Bicisporteam al Giro delle Dolomiti 2008 [sesto giorno]

6° tappa bivio passo della Mendola – Bellavista Bolzano. Km 97


La giornata era splendida, l’aria fresca. la visibilità eccellente, la salita si affrontava dopo 16 chilometri circa, un po’ pochi per riscaldare la gamba; ero abbastanza stanco, come tutti gli altri ovviamente, nel falsopiano prima di arrivare alla partenza ho incontrato Francesco Francioli il professore che, anche se è più anziano di me, ha un passo leggermente superiore al mio in salita:


Potresti scandire un ritmo costante in salita? parti una decina di secondi dopo così “ti prendo la ruota. Devo fare un buon tempo per recuperare 10 secondi di svantaggio su un amico;” “Ok,” acconsente Franco.

Parto, era una salita pedalabile e non sapevo bene quale rapporto spingere, la velocità dell’ascesa era intorno ai 16/18 kmh, poteva essere davvero importate prendere la ruota di qualcuno; per un po’ sono riuscito a stare alla ruota di una ragazza, poi ho ceduto un po’ “ ma quando arriva Franceso pensavo”; mi ha superato anche Alexandra, impossibile per me starle a ruota, sono arrivato dopo 17 minuti 49 secondi; l’anno scorso avevo fatto 17 minuti e 14 secondi, 35 secondi meno; la durezza del giro si era fatta sentire proprio all’ultima tappa.


Daniele invece aveva fatto 17 e 07, alla fine mi aveva dato quasi un minuto, onestamente senz’altro di più se non fosse stata annullata la quintq cronoscalata.


Franco, che si era fermato per dei bisogni fisiologici e non mi aveva più raggiunto; a Mezzacorona ho rivisto anche Alexandra, mi ha raccontata che il giorno prima era arrivata a Selva mezza congelata con un colore più sul grigio che sul rosa; ha visto i suoi compagni di squadra ripartire senza attenderla, allora ha preso il “carro scopa”; comunque non mi teneva rancore per non averla attesa, anzi mi aveva preparato un regalino che mi avrebbe dato a Bolzano.
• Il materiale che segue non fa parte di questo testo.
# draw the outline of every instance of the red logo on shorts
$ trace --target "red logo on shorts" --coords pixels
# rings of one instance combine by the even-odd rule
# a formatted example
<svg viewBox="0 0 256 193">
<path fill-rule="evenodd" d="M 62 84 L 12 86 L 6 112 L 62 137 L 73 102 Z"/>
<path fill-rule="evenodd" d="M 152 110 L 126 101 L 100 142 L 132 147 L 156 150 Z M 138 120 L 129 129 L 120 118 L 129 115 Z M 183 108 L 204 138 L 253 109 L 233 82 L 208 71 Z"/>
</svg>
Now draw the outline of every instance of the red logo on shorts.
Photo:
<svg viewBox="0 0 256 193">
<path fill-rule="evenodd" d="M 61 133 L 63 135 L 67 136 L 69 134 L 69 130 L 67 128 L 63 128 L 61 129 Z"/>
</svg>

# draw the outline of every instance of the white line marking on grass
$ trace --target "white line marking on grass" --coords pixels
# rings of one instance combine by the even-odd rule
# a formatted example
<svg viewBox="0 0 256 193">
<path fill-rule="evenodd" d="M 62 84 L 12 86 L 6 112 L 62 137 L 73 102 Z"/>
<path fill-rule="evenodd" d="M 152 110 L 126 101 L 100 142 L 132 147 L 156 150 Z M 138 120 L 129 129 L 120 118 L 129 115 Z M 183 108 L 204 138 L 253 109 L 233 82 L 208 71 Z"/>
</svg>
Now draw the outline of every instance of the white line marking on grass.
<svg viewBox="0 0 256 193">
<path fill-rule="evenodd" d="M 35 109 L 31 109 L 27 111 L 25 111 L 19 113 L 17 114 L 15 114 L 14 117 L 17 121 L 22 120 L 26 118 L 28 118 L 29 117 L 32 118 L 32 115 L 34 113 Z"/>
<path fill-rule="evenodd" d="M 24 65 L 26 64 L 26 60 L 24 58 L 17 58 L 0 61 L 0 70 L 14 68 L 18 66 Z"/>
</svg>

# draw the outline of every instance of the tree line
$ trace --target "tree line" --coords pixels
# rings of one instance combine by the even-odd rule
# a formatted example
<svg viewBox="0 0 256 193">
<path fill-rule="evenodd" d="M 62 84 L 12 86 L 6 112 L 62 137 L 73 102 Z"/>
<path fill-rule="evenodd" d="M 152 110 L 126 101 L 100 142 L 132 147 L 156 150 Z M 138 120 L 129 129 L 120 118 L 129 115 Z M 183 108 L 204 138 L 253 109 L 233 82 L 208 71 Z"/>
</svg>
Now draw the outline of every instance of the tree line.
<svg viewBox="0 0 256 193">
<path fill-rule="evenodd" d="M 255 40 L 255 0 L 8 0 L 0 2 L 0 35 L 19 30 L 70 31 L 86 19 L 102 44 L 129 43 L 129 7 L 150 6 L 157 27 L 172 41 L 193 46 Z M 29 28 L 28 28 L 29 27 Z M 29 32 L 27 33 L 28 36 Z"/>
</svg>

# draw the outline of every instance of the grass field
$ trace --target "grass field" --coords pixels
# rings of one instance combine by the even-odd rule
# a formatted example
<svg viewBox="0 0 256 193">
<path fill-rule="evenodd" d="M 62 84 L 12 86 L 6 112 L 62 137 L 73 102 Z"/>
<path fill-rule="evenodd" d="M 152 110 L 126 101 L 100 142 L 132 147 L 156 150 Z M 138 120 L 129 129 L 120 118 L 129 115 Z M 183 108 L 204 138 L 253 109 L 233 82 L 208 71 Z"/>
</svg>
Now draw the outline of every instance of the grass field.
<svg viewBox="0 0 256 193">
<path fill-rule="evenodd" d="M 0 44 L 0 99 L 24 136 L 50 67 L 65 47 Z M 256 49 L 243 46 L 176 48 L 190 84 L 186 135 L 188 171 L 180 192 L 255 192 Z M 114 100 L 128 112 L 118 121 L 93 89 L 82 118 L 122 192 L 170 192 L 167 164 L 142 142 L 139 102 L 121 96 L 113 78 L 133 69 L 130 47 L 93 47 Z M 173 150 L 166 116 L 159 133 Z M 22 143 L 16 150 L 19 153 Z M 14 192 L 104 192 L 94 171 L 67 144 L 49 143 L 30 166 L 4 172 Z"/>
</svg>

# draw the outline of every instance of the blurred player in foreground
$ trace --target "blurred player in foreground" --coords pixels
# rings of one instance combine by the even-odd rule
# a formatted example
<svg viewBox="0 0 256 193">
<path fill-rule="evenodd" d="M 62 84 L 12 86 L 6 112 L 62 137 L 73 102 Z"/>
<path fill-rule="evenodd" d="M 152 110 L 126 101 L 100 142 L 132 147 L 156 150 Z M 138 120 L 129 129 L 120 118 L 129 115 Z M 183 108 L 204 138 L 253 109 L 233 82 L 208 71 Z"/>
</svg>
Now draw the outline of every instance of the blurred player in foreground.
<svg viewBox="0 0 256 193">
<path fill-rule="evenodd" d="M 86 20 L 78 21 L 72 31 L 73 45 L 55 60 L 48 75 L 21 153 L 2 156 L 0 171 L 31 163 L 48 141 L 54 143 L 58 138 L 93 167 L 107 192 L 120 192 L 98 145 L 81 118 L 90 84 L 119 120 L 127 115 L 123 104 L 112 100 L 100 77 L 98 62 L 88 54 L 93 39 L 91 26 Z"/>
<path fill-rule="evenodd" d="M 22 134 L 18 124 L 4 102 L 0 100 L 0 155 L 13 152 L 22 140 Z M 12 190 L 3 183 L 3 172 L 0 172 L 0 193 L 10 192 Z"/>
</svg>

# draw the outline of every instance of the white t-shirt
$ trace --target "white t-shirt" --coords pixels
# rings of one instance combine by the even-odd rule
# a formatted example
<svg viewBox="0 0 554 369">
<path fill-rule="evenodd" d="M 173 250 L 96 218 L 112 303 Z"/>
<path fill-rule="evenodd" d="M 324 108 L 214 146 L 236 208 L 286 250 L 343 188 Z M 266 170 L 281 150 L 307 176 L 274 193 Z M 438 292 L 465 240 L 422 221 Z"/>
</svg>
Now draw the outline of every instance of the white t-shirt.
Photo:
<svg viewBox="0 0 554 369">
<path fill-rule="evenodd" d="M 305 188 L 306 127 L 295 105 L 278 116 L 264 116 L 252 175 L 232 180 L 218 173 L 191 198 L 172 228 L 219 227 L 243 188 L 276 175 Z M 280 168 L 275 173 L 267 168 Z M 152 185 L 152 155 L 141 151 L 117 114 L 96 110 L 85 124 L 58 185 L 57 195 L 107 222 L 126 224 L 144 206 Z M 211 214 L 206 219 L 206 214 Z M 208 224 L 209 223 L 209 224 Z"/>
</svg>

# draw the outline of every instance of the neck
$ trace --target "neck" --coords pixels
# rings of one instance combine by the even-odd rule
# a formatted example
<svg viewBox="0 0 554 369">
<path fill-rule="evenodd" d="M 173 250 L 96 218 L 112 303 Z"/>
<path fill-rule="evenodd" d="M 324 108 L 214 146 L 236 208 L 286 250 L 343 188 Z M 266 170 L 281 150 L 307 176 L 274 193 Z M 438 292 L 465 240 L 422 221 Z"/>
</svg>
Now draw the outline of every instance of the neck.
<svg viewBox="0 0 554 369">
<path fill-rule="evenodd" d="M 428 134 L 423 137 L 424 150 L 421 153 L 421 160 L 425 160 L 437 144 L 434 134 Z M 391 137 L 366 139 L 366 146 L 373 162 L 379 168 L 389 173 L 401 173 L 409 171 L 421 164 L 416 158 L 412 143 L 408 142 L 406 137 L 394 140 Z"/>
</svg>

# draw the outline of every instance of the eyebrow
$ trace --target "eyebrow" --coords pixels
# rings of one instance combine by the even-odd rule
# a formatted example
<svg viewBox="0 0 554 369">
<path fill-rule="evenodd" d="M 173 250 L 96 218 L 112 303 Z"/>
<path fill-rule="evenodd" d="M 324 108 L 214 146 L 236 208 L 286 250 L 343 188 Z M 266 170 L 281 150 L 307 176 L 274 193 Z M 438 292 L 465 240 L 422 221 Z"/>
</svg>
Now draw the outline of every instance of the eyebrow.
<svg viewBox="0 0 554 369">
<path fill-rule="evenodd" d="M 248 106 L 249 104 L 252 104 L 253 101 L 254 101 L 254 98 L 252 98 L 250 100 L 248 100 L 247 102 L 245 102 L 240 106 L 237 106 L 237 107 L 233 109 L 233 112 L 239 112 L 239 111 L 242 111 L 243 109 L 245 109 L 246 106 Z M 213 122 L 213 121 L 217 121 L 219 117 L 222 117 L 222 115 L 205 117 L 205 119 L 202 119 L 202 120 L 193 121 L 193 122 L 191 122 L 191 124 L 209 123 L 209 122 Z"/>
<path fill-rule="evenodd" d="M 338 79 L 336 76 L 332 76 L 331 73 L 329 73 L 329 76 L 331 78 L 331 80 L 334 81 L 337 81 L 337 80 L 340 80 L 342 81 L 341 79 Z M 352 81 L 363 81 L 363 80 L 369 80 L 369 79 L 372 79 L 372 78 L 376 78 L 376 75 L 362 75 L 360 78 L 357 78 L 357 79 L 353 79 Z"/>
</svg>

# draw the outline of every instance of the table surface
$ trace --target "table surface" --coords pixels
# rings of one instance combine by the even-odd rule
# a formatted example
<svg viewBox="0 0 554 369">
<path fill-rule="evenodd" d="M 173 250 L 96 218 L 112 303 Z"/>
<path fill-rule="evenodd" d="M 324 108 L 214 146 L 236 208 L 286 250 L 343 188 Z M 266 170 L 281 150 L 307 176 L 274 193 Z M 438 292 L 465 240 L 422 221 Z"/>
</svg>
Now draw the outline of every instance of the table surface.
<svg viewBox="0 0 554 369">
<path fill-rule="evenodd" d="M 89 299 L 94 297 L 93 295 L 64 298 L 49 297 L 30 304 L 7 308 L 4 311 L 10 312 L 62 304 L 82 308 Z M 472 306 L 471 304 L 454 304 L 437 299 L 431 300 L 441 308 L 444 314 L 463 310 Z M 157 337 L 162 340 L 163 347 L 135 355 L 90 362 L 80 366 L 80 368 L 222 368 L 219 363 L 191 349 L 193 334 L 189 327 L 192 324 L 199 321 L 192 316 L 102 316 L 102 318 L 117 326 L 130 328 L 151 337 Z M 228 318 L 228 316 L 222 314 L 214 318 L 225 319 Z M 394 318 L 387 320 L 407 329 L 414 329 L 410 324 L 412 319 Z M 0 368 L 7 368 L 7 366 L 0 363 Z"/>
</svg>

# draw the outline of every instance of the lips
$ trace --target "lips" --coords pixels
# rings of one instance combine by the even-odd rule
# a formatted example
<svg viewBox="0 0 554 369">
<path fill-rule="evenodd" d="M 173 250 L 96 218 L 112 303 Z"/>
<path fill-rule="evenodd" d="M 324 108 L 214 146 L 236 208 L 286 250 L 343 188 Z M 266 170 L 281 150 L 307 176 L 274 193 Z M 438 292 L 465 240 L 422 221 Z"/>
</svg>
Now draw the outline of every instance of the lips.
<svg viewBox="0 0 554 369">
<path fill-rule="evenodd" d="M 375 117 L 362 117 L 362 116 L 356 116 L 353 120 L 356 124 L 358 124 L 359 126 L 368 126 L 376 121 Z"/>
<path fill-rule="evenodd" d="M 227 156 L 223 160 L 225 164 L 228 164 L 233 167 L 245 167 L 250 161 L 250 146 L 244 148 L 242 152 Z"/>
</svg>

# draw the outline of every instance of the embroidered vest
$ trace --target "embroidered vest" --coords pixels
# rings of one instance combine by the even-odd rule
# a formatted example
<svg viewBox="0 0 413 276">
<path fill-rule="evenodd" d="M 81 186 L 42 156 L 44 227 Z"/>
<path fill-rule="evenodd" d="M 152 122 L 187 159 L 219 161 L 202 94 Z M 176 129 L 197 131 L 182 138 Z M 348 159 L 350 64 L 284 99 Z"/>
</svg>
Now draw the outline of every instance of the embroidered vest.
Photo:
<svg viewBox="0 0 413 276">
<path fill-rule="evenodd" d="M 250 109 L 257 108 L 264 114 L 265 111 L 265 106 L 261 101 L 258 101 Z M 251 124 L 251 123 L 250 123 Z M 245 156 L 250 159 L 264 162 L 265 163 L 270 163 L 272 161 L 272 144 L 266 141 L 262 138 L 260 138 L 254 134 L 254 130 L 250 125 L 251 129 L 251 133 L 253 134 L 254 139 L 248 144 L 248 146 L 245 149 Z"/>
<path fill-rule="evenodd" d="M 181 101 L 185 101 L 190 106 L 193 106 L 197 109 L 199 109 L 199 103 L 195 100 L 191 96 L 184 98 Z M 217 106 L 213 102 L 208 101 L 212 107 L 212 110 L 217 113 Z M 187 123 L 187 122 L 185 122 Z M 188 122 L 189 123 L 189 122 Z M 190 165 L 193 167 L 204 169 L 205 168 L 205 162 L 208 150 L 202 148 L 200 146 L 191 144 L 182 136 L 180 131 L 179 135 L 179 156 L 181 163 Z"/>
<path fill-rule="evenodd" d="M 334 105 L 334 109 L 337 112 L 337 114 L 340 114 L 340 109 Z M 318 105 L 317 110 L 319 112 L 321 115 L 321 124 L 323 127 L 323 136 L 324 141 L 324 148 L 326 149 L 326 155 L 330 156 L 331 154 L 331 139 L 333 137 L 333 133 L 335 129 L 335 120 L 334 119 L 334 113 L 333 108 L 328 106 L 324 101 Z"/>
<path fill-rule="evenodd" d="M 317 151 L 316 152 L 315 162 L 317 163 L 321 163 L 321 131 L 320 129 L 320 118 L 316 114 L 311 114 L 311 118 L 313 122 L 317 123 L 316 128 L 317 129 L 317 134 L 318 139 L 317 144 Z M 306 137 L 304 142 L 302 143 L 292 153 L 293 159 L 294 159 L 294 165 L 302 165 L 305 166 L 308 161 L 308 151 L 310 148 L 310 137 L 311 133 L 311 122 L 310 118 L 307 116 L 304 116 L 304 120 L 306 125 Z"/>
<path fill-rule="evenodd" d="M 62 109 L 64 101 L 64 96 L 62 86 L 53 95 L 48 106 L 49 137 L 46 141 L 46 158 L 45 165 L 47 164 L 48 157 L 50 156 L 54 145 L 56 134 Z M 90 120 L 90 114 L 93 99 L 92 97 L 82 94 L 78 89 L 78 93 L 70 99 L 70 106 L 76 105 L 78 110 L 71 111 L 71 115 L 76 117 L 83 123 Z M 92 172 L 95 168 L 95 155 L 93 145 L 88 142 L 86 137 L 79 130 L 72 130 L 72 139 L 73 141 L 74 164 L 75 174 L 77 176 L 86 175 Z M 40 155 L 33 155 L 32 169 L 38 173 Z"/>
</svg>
Aspettami perchè dovrai spingermi” mi ha detto “ Ma dai con il passo che hai in salita non hai certo bisogno di spinte” nel tratto in pianura da Mezzacorona a Bolzano non riuscivo a carburare, comunque ci vuol altro per staccarmi in pianura, a Laives ero, come al solito, in fondo e ho affiancato Alexandra, un po’ stanca, il giro era praticamente finito e abbiamo raggiunto tranquillamente la meta.


Alexandra mi ha regalato dei dolcini fatti da lei “ E’ una mia ricetta personale, è una forma di terapia per i diabetici, fare dolci ma non mangiarli e darli agli amici. Per natale faccio dolci per tutti”, mi ha detto.


Ero diventato sempre più curioso e le ho chiesto che lavoro facesse “ Sono un tecnico per funivie; fin da piccola mi hanno sempre affascinata specie per la meccanica, così ho fatto in modo di trovarmi un lavoro nel settore”.


 

Devo aver avuto un’espressione assai perplessa perché subito dopo Alexandra ha concluso: “ Lo so che sono un po’ strana”.


Indubbiamente una ragazza contemporaneamente amante della cucina e in particolare della pasticceria ma che non può assaggiare le sue creazioni, immigrante in Italia da un paese come il Canada meta di tante immigrazione e che ha la passione per un mestiere così particolare è davvero più unica che rara, come se ad un tuareg piacesse il surf.


Quest’anno la squadra Niddatal ci ha battuto come pure i norvegesi, siamo solo terzi come partecipazione e quarti come risultati, tra le categorie solo il “grande” (ciclisticamente parlando) Bernardo Pivano è il primo nella sua categoria Junior e ha vinto l’ennesimo zainetto.


Per la squadra non ci sarà il rito del taglio della forma di grana in occasione della cronoscalata sociale.


 

A ritorno in macchina ho constatato che in tutta la settimana non ho avuto nessun guasto meccanico, “neppure un salto di catena; sarà perché sono molto fortunato o perché la bici era stata revisionata da un bravo meccanico?”


Enzo ha sorriso facendo capire di avere una risposta ma che era troppo modesto per formularla esplicitamente.